Another sad case of a writer working with a thesaurus at his side and not a dictionary.
not even an mba said,
May 28, 2008 at 16:06
Hey alec,
So you think if it ain’t baroque, don’t fix it? Well you better watch out our Zombie Johann Sebastien is gonna rise from the dead and slap you in the face with his organ.
not even an mba said,
May 28, 2008 at 16:17
Fixed.
MrWonderful said,
May 28, 2008 at 16:38
Though I tend to logopandocie
“Logopandocie” sounds delicious and I would like the recipe.
Can do, Clyde.
Logopandocie is a conflation of the Spanish “loco” and “pan dulce.” Its literal meaning is “crazy sweet bread.”
1. Take some bread.
2. Spread with jelly, jam, preserves, or honey.
3. Crazy!
Quicksand said,
May 28, 2008 at 19:39
logopandocie
Lap dance? Pole dance? Log what?
kenga said,
May 28, 2008 at 20:45
You know Bubba, I can go months, sometimes more than a year, without recalling that I own a Smurfs of Gor poster.

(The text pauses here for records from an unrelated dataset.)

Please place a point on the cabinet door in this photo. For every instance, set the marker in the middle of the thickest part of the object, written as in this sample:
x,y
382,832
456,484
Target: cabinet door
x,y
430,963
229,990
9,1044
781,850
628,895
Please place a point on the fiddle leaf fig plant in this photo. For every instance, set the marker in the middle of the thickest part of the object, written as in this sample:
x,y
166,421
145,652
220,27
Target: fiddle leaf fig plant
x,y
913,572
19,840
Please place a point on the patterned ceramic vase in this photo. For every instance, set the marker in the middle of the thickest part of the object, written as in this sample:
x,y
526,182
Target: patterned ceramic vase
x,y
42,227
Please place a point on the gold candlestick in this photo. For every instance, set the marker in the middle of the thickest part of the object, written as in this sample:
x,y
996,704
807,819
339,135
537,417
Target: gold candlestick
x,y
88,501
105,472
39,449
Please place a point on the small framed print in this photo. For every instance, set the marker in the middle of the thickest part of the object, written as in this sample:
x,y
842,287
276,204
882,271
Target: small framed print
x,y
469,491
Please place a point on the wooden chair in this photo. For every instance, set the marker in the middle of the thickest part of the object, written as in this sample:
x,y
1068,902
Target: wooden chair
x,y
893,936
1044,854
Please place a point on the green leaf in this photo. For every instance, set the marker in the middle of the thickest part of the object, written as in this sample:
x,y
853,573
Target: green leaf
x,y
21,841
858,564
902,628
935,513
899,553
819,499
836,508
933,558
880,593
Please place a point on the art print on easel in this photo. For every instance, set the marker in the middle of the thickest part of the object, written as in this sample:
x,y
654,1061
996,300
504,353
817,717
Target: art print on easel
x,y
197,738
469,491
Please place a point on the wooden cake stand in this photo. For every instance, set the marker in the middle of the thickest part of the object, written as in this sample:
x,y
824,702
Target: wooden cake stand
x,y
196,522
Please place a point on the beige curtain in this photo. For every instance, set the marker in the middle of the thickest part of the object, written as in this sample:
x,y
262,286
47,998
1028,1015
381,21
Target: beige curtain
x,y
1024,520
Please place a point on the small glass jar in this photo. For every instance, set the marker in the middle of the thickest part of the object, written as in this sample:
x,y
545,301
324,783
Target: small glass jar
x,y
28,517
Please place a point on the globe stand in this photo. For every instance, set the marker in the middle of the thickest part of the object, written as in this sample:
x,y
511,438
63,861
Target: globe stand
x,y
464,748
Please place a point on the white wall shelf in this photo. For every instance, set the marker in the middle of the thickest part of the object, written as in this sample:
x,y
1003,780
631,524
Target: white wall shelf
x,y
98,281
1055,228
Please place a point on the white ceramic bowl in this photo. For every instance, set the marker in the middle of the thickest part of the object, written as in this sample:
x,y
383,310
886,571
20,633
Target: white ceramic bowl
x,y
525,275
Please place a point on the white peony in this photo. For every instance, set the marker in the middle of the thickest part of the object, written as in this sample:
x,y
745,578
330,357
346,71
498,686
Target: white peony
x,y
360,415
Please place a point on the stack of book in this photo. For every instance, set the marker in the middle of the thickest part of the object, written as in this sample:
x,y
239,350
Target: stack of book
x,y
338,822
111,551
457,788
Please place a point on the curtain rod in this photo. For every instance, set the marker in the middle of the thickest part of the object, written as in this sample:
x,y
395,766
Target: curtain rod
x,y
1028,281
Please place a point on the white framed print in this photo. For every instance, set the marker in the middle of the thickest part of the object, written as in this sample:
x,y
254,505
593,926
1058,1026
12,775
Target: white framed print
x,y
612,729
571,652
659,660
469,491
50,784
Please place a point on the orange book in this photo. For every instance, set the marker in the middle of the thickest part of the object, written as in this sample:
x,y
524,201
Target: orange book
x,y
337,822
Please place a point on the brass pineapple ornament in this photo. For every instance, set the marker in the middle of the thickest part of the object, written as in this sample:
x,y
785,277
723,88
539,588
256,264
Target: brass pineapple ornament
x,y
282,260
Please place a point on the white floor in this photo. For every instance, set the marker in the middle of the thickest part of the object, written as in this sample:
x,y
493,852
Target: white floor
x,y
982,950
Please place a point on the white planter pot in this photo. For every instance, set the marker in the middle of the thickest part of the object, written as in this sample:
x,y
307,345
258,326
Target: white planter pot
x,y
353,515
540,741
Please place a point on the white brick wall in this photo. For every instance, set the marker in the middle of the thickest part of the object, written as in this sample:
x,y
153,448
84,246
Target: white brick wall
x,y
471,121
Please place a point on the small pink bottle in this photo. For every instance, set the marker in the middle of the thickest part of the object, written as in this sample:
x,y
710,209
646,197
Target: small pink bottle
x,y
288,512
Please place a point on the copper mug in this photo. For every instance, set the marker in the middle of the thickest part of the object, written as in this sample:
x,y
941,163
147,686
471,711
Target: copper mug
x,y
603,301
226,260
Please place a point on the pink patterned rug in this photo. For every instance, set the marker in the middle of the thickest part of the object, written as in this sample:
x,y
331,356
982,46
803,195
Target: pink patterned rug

And then some wit reminds me …
Righteous Bubba said,
May 28, 2008 at 20:58
a Smurfs of Gor poster
Take a picture of it. It sounds great and I’d like to see it.
kenga said,
May 28, 2008 at 21:00
“Smurf her good Lusty!”
I’ll see what I can do.
Theron said,
May 29, 2008 at 3:51
I’m not an English professor (thank all that is just). Why anyone would volunteer to spend a lifetime grading Freshman Comp papers I can not imagine. But I still have to deal with clowns like this all too often. “Weal” and “fadge” and the like are usually signs of one of two things: 1) Plagiarism or 2) Obfuscation. The first is an automatic flunk and the second generally leads to Cs and Ds, as the paper in question doesn’t really say much. It’s precisely these bozos, however, who go on to law school and then run for office. God help us all.